I went to Glasgow to see Baise Moi! French film with gratiuitous amounts of (real) sex, and even more gratuitous amounts of (simulated) violence. Made by Virginie Despentes, who also wrote it, it tells the story of two women to whom most (but not all) men are violent assholes, until they crack up and go on a killing spree. Sort of like Thelma and Louise for European adults.

Along the way, the film shows quite clearly how rape is not like sex, how it can affect people differently, the difference between sex for pleasure and sex for money, why in general you should respect other people and why it's a bad idea to use a gun in order to solve problems. In fact there the film falls down, because there is so much gratuitous violence it almost misses the point.

I like this recent French attitude that films about sex should have sex in them. It just feels incredibly natural to see the characters fucking, given the context. Some of it makes you horny and most of it doesn't, in this case, because the context is so awful. The sex soon gets out of the way and lets you get closer to how the characters feeI. Granted, the film is not a maserpiece aside from this innovation, but it is competent and the innovation works.

I'm sorry if you find my fascination with sex in films boring. I grew up as an only child, in a very small community. I need to see the world depicted, in the public space, in order to make sense of it. When every imaginable aspect of the world is frankly depicted - and sex isn't - I feel like some sort of dirty weirdo, who is alone in having fantasies and desires. So, bravo to the (mainly European women) film directors who started showing sex as real.

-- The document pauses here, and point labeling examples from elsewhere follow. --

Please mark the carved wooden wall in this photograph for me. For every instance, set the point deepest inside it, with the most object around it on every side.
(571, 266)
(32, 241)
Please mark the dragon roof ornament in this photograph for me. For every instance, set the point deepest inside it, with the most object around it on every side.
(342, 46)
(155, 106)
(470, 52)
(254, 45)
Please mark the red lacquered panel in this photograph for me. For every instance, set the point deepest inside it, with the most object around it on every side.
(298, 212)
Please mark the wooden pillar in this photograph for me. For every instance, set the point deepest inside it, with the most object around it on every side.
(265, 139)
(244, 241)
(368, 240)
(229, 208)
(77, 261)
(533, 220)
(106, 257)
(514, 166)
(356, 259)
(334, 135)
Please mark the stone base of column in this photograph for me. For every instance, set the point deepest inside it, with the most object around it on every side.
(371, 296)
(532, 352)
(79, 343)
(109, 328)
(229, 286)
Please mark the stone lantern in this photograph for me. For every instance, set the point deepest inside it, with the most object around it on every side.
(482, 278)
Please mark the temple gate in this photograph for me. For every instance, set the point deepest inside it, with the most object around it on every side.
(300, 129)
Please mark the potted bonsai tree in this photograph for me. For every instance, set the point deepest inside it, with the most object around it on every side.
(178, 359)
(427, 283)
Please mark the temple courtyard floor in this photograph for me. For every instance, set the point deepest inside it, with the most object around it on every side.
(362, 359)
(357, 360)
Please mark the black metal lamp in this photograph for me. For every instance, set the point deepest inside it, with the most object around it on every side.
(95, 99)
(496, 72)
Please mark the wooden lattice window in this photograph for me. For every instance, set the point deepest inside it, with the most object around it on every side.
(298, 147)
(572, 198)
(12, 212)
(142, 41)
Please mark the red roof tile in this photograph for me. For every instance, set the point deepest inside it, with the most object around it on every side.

This makes me feel relaxed and, well, natural. For a change, I don't feel like the weirdo mentioned above. I feel I can go out mischievous, and horny, and smiling, and with a desire to do nice things to people. Usually, I only feel that way in Paris, Amsterdam, or San Francisco, places where sex (the respectful kind) is in the public space. Yep, this is important.

The CCA, in Glasgow is a nice new building. Glasgow in general seems to have been transformed from a drab post-industrial urban centre to a rather attractive and lively city. Must go there more often. And I want to live in France, although I'd try to meet less violent characters!